She let go of his hand. “Well, you might want to make a choice. Being Christian doesn’t seem to square with your contention that deer have spirits any more than it squares with being an atheist.”

Jimmy did not know what to say to this because he wasn’t sure, spiritually, what he was. He had never given his spiritual makeup much consideration. Bonnie had asked him the same thing before, but Bonnie seemed okay with his indecision.

“You are arguing an animistic point of view,” Ms. Shields went on, “or a reincarnation point of view, sort of like Blossom did in her deer totem speech.”

Jimmy wasn’t sure what his teacher was getting at. He wasn’t sure how to respond. He didn’t have any experience with theology, or much with Christianity, for that matter. Bonnie hadn’t made him attend church with her. She didn’t press the issue and she didn’t make him make a decision. Not yet anyway. He’d never heard of an animistic viewpoint. All such a phrase brought to mind was an image of Bambi lamenting the loss of its mother in the old cartoon.

What Ms. Shields was trying to point out was Jimmy’s apparent indecisiveness, in general, and how indecision doesn’t work for a person when giving an opinion speech. “You need to be a student of life,” she continued, “not just a student of one subject. This speech wasn’t about deer hunting in general. It was about making a choice, right or wrong, and sticking with it. Do you understand?”

“I guess.”

“Astronomers are well-rounded people who pay attention to detail and make decisions. Sometimes they make mistakes, but sometimes this is how we learn.” This, Jimmy could not argue with, except that the statement made him feel as if he’d just been attacked.

Ms. Shields returned to the subject of marriage. “How long have you and Bonnie been married, might I ask?”

“One month tomorrow.”

“Ah. And tomorrow is opening day of gun season. What are you going to do for your bride for your one-month anniversary?”

“I’m not sure.”

Ms. Shields gave a nod of disapproval. “Let me suggest something. Go hunting with her. I know Bonnie, and I know she likes to hunt. It will be fun.”

“Ms. Shields, can I have my grade? I really need to go.”

Ms. Shields cleared her throat and turned her attention to Jimmy’s evaluation paper. “Okay. But don’t you want your grade?”

He didn’t want his grade, but he nodded anyway. She’d find out in a week or so he wasn’t coming back.

“Overall, your effort was poor. I expected more from you.”

He hung his head.

“Your effort was compromised. You concluded your speech without paying respect to the rules of the speech.” Ms. Shields hesitated. She looked to Jimmy for that tell-tale sign of irritation, which she recognized. There was also anger in Jimmy’s posture, but that was okay too. Students needed to be upset from time to time in order to change. “It was only when you were asked to commit to a position that you committed, but you committed to a neutral position.”

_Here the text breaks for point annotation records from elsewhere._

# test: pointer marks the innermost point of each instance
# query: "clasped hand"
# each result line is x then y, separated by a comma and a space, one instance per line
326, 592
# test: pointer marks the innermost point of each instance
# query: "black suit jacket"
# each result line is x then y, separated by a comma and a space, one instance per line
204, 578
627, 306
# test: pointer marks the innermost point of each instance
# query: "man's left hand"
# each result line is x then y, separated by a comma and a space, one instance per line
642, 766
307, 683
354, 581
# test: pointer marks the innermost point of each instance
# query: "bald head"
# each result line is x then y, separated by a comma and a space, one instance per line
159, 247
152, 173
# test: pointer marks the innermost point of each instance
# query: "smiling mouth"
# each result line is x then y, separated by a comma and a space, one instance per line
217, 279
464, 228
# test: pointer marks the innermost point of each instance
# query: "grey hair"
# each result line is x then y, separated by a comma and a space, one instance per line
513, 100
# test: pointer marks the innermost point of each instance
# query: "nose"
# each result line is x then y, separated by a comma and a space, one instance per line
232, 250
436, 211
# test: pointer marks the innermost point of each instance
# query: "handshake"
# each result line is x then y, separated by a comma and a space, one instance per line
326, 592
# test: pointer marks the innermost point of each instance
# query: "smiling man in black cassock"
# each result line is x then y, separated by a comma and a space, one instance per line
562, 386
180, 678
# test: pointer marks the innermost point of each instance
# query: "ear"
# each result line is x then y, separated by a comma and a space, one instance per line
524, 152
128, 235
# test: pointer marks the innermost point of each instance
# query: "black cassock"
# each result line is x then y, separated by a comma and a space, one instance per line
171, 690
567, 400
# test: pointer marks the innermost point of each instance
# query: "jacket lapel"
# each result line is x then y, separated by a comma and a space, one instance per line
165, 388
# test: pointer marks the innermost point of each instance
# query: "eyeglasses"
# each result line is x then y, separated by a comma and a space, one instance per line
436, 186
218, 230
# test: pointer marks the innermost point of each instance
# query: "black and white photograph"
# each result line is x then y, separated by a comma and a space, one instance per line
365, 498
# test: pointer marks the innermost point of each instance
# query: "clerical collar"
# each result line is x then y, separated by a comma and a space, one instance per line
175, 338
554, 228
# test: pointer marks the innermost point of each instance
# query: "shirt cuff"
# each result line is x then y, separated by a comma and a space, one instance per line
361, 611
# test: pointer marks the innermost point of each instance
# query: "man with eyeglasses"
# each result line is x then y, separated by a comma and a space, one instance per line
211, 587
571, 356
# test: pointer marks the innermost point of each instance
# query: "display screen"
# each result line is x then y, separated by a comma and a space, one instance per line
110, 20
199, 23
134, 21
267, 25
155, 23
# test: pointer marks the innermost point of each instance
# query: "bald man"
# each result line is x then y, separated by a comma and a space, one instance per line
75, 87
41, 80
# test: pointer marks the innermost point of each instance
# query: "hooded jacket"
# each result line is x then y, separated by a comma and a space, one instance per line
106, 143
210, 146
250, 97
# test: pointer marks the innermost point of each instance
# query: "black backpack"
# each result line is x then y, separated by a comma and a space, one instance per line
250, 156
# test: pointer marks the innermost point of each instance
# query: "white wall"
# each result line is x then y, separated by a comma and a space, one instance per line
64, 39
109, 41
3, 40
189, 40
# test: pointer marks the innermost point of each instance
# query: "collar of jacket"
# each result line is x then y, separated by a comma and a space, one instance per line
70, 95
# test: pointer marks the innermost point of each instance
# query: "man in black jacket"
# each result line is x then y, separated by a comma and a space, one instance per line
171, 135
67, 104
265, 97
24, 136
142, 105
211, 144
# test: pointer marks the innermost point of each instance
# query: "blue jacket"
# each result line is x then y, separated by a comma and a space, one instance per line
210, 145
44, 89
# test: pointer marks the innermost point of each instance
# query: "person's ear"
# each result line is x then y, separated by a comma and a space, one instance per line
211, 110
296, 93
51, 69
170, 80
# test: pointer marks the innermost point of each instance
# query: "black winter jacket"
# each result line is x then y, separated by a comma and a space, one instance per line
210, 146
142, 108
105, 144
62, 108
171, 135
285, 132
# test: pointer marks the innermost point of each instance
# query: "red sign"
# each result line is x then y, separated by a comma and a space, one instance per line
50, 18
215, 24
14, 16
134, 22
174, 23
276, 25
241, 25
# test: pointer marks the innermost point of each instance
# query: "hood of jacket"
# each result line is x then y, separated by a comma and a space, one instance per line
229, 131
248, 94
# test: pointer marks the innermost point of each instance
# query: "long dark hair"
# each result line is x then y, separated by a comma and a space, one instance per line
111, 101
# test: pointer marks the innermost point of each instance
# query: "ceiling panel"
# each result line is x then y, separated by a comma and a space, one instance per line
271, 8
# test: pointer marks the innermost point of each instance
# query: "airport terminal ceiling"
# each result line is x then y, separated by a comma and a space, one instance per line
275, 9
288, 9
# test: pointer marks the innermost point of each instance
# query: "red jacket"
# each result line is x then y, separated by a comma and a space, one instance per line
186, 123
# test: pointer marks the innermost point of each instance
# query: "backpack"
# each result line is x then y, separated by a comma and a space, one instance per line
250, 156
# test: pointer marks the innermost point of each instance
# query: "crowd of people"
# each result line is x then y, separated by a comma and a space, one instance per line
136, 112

“I had my notes mixed up.”

“You fell asleep and your notes fell off the table! Tom Iverson found them. And this is a speaking class, Jimmy—not a sleeping class!”

“I’m sorry.”

“Not good enough. I expect more from you. You are older than most people in here. And you’re married. You are how old, twenty-one?”

Jimmy nodded.

“You have more experience than most students in this class, and you need to share that experience. There are things these forest kids can learn from you.”

“Deer have a right to fair treatment, just like we do!” Jimmy said. “I told them that.”

“You are right. You did tell them that. And I want you to tell them that again, the next time around. I’m giving you another chance.”

She finished checking boxes, making sure she took her time and then penciled a capital I on the top of Jimmy’s critique: I for Incomplete, and handed it to Jimmy. “This does not mean you failed,” she explained. “This means you are free to try again.”

Miss Shield’s policy had been to allow those who failed a presentation, for incompletion or otherwise, a second chance. Jimmy, however, had no intention of trying again. The best he could achieve would be a B for a second effort. And a B simply wasn’t worth another round of public humiliation.

He took his paper and stood up. His heart was pounding. His muscles were shaking. This had not turned out like he had hoped it would. He meant to tell the class to be moderate in their hunting; to use what they needed from deer and to take no more. He meant to tell them that deer, like people, live in communities, and that they, like human beings, can sense a loss. He meant to tell the hunters in class to appreciate the peacefulness of deer, and their gentility. Likewise, he meant to tell the class that deer could be aggressive, and could even kill at times. He meant to tell the PETA people who believed in nothing but the gentility of deer, that sometimes deer jumped through windows to get to people, just like they had said on the news.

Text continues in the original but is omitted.